Selon les organisateurs, le mot d’ordre a été largement suivi dans toute la ville.
Jean-Pierre Kasma, porte-parole circonstanciel de la synergie, s’est dit satisfait du niveau d’adhésion de la population :
« En tout cas, pour nous, c’est une réussite. Nous remercions la population de Butembo qui a obéi au mot d’ordre. Toutes les boutiques sont fermées, les écoles sont fermées, aucune université ne fonctionne. Les banques sont fermées, il n’y a pas d’activité dans la ville. Malgré les appels de certains groupes, dont la Véranda Musanga, et malgré l’appel du maire de ville, nous sommes très satisfaits du résultat ».
À la mi-journée, le constat était clair : Butembo était totalement à l’arrêt, marquant ainsi une pause collective pour rappeler la gravité des violences qui continuent de frapper la région.
Pour les initiateurs, cette action visait avant tout à réveiller la conscience collective face à une insécurité qui, selon eux, tend à être banalisée.
« La population a commencé à normaliser les massacres des ADF et l’insécurité dans notre région. Aujourd’hui, nous l’avons appelée à garder la mémoire, à prendre conscience que nous avons un problème et que nous devons trouver une solution », a ajouté Jean-Pierre Kasma.
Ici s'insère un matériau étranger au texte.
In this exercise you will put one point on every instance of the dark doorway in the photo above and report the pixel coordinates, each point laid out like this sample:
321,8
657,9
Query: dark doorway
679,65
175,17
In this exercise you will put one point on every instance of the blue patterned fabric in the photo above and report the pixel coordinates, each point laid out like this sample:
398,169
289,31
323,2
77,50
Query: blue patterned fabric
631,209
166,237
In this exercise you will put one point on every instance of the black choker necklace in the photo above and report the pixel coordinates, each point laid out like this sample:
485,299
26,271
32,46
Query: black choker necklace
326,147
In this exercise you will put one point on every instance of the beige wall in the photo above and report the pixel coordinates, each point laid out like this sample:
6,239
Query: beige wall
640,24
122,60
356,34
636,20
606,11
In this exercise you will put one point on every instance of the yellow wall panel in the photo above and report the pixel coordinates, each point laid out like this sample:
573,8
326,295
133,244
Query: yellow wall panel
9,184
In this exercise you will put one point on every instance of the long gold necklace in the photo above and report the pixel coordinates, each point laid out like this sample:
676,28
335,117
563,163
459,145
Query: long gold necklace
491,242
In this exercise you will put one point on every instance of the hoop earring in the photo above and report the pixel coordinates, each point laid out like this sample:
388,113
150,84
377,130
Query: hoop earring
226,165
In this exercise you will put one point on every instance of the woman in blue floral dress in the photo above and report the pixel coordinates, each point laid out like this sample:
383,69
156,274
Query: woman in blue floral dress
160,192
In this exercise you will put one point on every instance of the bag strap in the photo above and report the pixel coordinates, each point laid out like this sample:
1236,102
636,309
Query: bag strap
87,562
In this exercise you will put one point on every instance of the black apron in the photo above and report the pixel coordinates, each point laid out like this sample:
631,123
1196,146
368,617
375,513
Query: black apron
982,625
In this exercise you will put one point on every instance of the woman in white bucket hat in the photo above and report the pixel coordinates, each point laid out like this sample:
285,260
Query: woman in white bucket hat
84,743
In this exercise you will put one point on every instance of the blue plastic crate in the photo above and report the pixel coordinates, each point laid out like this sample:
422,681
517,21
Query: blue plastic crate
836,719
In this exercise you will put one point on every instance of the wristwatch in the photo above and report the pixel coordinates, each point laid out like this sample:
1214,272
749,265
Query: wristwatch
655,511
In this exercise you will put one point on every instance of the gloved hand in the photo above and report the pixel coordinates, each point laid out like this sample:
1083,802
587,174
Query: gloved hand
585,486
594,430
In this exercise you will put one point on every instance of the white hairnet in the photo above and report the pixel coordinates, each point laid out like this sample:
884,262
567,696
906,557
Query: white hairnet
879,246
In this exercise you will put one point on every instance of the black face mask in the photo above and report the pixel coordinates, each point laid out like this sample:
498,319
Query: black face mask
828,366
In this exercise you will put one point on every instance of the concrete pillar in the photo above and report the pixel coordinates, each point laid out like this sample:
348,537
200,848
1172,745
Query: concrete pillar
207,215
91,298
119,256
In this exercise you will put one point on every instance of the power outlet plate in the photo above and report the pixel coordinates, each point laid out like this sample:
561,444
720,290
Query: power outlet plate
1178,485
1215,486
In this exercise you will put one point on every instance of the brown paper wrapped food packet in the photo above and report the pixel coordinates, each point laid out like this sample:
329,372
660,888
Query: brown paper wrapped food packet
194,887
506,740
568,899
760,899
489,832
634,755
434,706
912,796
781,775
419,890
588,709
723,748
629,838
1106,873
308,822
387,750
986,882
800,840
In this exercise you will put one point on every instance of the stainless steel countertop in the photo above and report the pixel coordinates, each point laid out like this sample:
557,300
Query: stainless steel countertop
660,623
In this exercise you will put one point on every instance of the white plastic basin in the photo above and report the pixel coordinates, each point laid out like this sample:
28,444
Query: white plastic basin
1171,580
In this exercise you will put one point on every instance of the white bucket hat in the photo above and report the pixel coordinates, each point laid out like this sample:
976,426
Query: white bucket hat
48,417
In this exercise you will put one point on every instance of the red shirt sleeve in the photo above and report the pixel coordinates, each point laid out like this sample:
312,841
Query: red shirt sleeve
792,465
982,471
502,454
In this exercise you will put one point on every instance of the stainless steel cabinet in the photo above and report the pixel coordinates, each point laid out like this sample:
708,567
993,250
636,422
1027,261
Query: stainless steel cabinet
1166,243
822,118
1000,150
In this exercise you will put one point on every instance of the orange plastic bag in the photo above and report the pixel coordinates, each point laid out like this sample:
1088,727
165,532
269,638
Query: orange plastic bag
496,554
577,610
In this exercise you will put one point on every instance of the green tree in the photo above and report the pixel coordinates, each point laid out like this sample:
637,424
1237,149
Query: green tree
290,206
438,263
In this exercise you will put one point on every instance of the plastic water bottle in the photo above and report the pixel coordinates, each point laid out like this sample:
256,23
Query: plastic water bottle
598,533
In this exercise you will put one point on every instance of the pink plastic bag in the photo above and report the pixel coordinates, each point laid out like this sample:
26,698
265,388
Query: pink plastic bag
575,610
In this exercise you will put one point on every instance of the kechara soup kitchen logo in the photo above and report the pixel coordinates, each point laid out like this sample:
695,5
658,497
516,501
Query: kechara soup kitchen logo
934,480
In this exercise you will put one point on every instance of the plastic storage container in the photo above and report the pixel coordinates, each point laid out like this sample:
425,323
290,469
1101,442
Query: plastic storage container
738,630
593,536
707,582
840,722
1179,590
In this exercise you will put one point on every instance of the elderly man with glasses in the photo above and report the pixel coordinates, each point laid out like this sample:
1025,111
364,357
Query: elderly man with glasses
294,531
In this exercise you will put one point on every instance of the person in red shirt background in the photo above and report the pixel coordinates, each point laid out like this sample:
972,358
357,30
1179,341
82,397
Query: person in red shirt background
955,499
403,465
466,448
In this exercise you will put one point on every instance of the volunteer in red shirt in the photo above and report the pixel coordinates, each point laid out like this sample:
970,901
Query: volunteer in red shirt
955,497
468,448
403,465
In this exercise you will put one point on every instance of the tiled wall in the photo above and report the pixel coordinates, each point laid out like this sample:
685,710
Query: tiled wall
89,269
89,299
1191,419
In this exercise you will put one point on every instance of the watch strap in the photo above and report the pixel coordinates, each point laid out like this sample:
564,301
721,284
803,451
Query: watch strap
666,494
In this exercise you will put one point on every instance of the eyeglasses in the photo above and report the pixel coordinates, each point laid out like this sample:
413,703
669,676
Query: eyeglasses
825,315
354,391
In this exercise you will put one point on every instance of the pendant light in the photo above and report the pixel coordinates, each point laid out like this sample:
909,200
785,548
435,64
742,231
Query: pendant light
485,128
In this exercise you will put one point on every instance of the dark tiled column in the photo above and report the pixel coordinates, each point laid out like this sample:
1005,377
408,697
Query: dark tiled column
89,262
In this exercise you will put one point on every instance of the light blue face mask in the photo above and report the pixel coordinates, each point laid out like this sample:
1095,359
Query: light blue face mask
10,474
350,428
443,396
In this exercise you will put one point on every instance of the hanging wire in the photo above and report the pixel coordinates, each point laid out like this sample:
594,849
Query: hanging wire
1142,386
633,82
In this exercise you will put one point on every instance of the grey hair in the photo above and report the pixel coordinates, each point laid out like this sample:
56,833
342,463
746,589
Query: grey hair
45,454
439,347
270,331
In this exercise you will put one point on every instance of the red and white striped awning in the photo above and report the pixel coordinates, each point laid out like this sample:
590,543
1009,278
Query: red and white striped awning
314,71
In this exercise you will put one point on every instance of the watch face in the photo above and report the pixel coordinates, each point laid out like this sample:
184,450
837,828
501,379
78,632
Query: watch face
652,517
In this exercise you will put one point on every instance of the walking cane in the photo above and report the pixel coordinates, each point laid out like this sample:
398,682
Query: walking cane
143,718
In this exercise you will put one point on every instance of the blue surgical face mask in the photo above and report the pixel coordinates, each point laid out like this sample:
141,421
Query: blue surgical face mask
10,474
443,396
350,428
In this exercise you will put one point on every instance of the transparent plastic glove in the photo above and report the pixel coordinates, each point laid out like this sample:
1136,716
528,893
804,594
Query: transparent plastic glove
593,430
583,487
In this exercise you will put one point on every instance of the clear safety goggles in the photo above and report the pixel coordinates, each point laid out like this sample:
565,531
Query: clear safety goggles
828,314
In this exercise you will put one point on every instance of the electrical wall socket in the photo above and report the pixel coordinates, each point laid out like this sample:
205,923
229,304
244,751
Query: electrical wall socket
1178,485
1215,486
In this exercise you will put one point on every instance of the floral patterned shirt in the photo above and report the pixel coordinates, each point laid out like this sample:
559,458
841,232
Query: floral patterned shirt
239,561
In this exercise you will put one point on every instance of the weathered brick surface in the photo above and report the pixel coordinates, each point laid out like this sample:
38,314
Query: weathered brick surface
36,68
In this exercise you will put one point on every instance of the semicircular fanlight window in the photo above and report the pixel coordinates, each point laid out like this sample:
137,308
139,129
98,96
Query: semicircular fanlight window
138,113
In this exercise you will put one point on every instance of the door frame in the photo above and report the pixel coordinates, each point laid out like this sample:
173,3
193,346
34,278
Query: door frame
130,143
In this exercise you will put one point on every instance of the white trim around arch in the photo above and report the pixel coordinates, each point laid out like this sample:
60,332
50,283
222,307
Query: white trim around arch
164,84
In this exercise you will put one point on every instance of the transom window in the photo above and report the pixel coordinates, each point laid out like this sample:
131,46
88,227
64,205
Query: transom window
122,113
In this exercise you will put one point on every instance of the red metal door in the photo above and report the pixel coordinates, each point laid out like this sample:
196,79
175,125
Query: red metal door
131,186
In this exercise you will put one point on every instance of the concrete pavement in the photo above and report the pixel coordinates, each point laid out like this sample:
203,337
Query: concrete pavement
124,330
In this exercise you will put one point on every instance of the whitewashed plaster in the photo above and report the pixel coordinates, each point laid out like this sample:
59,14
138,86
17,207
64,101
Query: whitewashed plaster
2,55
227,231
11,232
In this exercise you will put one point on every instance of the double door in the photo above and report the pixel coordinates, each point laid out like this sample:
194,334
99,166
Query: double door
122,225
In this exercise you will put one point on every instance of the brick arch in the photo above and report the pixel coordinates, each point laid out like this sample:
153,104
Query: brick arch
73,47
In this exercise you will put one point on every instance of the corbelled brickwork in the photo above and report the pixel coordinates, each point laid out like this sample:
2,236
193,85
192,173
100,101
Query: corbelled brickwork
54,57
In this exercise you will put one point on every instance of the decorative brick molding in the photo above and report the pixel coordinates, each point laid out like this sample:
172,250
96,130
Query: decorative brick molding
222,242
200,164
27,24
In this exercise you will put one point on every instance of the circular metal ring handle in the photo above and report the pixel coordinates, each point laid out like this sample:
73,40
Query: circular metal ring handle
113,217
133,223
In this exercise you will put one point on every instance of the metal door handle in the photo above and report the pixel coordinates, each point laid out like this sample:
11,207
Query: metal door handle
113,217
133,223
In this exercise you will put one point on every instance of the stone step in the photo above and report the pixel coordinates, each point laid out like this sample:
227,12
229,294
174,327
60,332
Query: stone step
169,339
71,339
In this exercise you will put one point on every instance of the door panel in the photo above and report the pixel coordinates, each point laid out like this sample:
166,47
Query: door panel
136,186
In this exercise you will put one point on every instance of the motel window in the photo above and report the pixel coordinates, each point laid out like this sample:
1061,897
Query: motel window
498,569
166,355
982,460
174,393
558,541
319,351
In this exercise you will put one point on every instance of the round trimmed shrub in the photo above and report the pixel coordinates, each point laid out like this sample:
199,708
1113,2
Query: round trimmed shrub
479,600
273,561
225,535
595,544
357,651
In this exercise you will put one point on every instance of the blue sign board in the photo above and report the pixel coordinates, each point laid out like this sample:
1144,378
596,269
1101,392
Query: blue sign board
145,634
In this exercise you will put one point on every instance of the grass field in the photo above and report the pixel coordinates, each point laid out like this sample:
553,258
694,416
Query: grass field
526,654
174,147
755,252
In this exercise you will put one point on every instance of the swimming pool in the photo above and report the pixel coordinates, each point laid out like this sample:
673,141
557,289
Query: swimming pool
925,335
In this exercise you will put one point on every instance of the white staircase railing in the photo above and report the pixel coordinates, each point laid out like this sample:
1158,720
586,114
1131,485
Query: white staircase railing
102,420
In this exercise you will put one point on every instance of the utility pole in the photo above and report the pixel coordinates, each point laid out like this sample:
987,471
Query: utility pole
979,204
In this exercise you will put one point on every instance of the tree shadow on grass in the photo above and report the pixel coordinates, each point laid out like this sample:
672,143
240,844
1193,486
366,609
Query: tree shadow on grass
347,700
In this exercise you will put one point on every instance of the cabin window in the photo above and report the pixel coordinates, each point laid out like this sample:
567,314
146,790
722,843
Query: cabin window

La synergie annonce également une série d’actions régulières baptisées vendredis de mémoire et de solidarité. Chaque vendredi, un nouveau geste citoyen sera posé : action de prière, soirée patriotique ou autre forme de mobilisation.
Les organisateurs prévoient en outre de solliciter les députés afin qu’ils se rapprochent davantage de leurs électeurs.
« Les députés, nous les avons votés, mais nous ne voyons pas leur rôle. À travers cette série d’actions, nous irons vers eux pour échanger », a conclu le porte-parole.
Cette journée sans activités traduit une fois de plus le ras-le-bol d’une population confrontée depuis des années aux attaques meurtrières des ADF et à une insécurité persistante dans la région.